Newer sequencing technologies are about to enter the clinic and help us find these “subclonal driver mutations” with vastly better skill (though there will still be limitations on how well we can look).  I HYPOTHESIZE (though this is absolutely conjecture and should not be taken as settled science) that in 5-10 years knowing the full clonal architecture will influence our recommendations surrounding watch and wait.
With all this in mind, I think it is easy to take the "watch and wait" strategy too far.  Some folks will do anything possible to avoid treatment and get themselves into a deeper hole than they need to.  Sometimes with a slow disease, it can feel like you can just wait it out a "little bit longer."  For low grade lymphoma there are criteria for treatment.  In CLL, I've written about "when to treat" which is my summary of the IWCLL guidelines.  The caution here is that you can get yourself a lot sicker than you need too if you hold things off for too long.  I would wager that it is even quite possible to feel a lot sicker from the disease than from some of the treatments available.  I've seen quite a few patients literally feel A WHOLE LOT BETTER after starting treatment that they had delayed longer than they should have.

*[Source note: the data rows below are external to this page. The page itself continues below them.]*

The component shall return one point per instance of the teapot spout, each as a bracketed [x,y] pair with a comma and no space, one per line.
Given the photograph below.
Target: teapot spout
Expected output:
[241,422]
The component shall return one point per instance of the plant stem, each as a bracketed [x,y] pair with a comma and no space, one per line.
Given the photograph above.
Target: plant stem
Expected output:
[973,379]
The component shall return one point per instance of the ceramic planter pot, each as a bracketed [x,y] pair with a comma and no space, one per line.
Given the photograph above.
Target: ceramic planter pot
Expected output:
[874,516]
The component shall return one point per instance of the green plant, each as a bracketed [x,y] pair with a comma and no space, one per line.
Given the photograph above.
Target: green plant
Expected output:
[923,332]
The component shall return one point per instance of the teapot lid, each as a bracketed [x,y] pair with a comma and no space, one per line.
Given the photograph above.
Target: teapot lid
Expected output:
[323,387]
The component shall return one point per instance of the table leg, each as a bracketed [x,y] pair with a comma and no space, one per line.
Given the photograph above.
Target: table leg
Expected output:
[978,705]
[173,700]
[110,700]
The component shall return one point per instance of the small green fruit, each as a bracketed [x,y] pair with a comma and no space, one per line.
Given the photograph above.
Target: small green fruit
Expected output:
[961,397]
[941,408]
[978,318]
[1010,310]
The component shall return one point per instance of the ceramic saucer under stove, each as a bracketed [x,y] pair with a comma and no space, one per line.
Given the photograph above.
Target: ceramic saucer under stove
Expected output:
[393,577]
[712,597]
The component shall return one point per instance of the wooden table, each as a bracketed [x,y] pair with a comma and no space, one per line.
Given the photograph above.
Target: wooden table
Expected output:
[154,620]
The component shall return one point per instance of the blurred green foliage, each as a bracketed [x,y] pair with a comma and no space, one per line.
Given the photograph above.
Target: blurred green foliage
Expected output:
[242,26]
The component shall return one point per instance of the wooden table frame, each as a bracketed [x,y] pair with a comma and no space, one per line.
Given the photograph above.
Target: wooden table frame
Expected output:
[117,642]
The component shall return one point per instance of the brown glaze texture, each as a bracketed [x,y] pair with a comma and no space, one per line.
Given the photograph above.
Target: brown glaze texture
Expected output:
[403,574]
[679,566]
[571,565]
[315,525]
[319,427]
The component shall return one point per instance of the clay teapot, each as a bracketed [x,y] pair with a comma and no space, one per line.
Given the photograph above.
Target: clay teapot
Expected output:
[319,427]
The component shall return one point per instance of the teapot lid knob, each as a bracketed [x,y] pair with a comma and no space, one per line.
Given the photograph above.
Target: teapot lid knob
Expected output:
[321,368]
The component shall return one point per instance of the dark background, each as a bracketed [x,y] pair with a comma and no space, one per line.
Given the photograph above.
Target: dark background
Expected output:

So a few key take home points

1)      Watch and wait was historically based on ineffectiveness of therapy

2)      Newer treatments have led scientists to revisit #1 but the answers are not in yet

3)      One risk of treatment is the emergence of resistance but not all patients experience this

4)      We may be able to begin measuring a patients risk for resistance based upon “subclonal driver mutations” soon

5)      To date, we do not have much insight into what sorts of therapies influence emergence of resistance

6)      Watch and wait is not crazy in appropriate patients – there may have been benefit to it for a long time that we are only just now starting to figure out.

7)    Patients should not wait too long otherwise they just feel lousy when they could have been feeling better with treatment.